Beta: Laix und LinaChi
WINTERWIND
Es war Nacht.
Der Mond stand voll und rund am Himmel, doch
sein silbernes Licht wurde immer wieder von sich davorschiebenden
Wolken durchbrochen. Wolken, die noch dunklere Schatten als die der
Nacht auf die Häuser Londons warfen und von einem eisigen Wind
getrieben wurden.
Für den anbrechenden Frühling war es
ungewöhnlich kühl, regelrecht schmerzlich kalt. Der Wind
fuhr durch die Straßen, schneidend in den Gesichtern jener, die
um diese Uhrzeit noch unterwegs waren, suchte sich Wege in die
gewärmten Häuser der Menschen, ohne Einlass zu finden.
Doch
heute würde er kein Schlupfloch finden, um die Wärme zu
vertreiben.
Heute würde ihm keiner die Gelegenheit bieten,
denn niemand wollte mehr etwas von Kälte hören.
Nicht
heute, denn die Menschen - die Zaubererwelt - feierte. Feierte die
zweite Nacht in Folge die Befreiung von ihrem Tyrannen.
Dennoch
gab es einen Platz in London, in den der Wind problemlos eindringen
konnte, wo es niemanden kümmerte, wenn Frost und Erstarrung
durch das geöffnete Fenster hereinfegte. Wo es es niemanden
kümmerte, wenn ein eisiger Windhauch über das schlafende
Gesicht eines Jungen strich, rau und zugleich sanft an dessen
schwarzen Strähnen zerrte, die ihm in das bleiche Gesicht
fielen.
Hier, in Grimmauld Place Nummer Zwölf, wo die Kälte
am allerwenigsten sein sollte, wurde sie bereitwillig hereingelassen.

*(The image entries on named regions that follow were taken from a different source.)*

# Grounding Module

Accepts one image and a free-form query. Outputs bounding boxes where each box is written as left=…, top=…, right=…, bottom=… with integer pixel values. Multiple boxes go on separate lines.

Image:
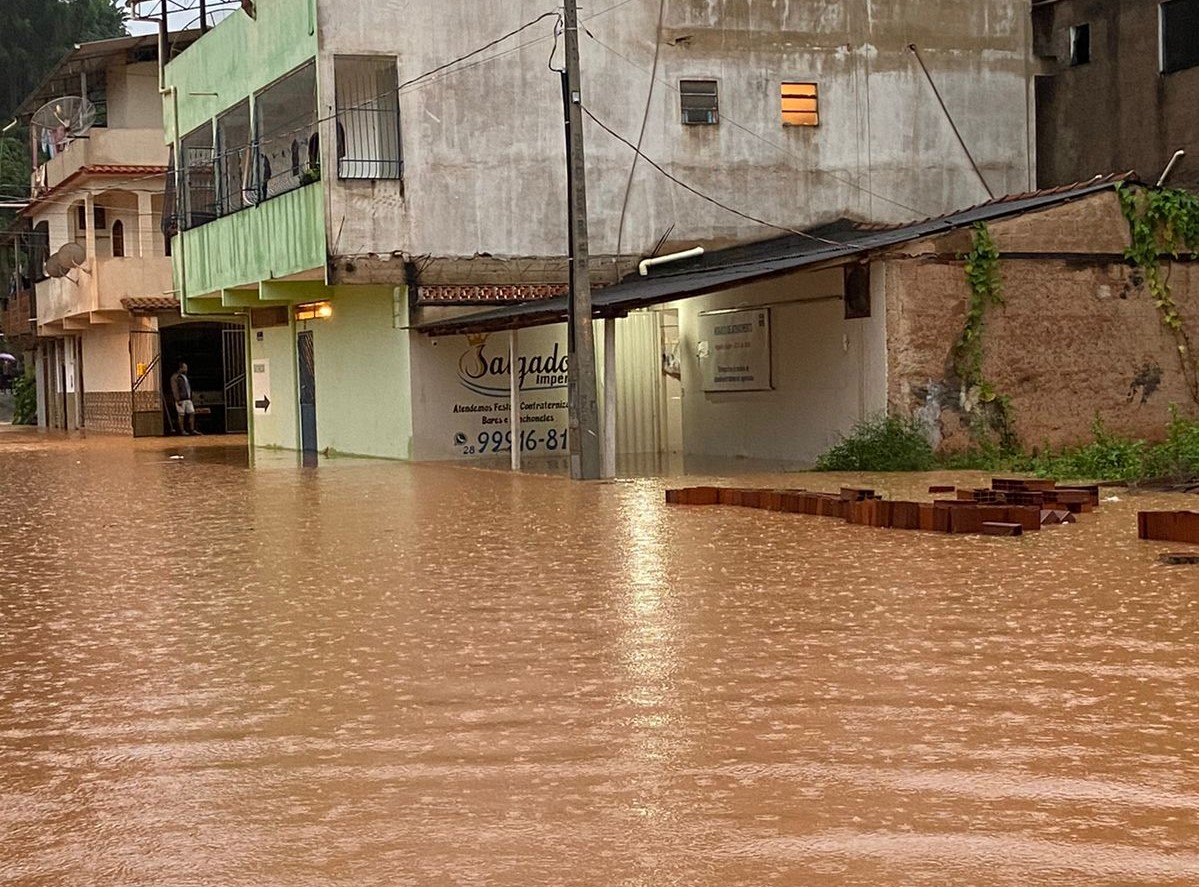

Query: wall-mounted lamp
left=296, top=301, right=333, bottom=320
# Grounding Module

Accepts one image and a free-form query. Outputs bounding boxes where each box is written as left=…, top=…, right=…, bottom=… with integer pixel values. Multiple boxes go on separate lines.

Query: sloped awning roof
left=411, top=173, right=1131, bottom=336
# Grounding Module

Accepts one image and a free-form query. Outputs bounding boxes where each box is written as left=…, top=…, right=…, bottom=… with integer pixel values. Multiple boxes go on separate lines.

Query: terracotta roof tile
left=121, top=296, right=179, bottom=313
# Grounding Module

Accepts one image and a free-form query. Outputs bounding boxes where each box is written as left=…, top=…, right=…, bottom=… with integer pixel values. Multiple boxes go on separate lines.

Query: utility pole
left=562, top=0, right=601, bottom=481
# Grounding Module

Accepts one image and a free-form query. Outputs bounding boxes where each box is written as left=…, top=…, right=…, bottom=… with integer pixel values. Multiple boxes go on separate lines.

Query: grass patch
left=815, top=416, right=936, bottom=471
left=815, top=406, right=1199, bottom=484
left=12, top=375, right=37, bottom=426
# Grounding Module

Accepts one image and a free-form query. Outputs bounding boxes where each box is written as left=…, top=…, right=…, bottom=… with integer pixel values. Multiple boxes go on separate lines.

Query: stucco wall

Von dem, der sie normalerweise am meisten meiden sollte.
Harry
atmete flach und regelmäßig und vor seinem Mund bildeten
sich kleine Wölkchen, denn die Zimmertemperatur war innerhalb
der letzten Stunden drastisch abgefallen.
Er schlief - endlich. Er
hatte Stunden gebraucht, um in einen dämmerungsartigen Zustand
zu driften, der wahrscheinlich nur deshalb zu Schlaf geworden war,
weil ihn letztendlich einfach die Erschöpfung übermannt
hatte.
Dabei war es nicht die Kälte gewesen, die ihn daran
gehindert hatte, Schlaf zu finden - im Gegenteil: Er hatte das
Fenster bewusst offen gelassen.
Er empfand den eisigen Wind als
angenehm, betäubend, tröstend. Es gab ihm das Gefühl,
als könnte er mit dem offenen Fenster auch "ihm" einen
Weg offen halten, auch wenn er wusste, dass "er" niemals
wieder zu ihm zurückkehren würde.
"Er"
beobachtete, wie Harry schwer im Schlaf seufzte, sich auf die Seite
drehte und ihm mehrere, wirre Strähnen des rabenschwarzen Haares
aus der Stirn rutschten.
Die blitzförmige Narbe war am
Verblassen und würde wohl bald gänzlich verschwunden
sein.
"Er" schnaubte verächtlich, ohne, dass sein
Atem in der kühlen Nachtluft sichtbar wurde.
Gut so. Harry
konnte sehr gut ohne diese Narbe leben. Siebzehn Jahre lang hatte sie
ihn als Marionette des Schicksals gebrandmarkt und ihm den unsinnigen
Titel "Der Junge, der lebt" eingebracht.
"Leben"?
Harry? Dabei hatte dieser nie wirklich gewusst, was das bedeutete.
Für Harry Potter war "Leben" immer nur ein Zustand
gewesen, eine Sache, die ihm nie jemand beigebracht hatte.
Er war
lediglich ein verlorener, kleiner Junge. Niemand hatte das gesehen -
wollte es sehen -, außer ausgerechnet "ihm".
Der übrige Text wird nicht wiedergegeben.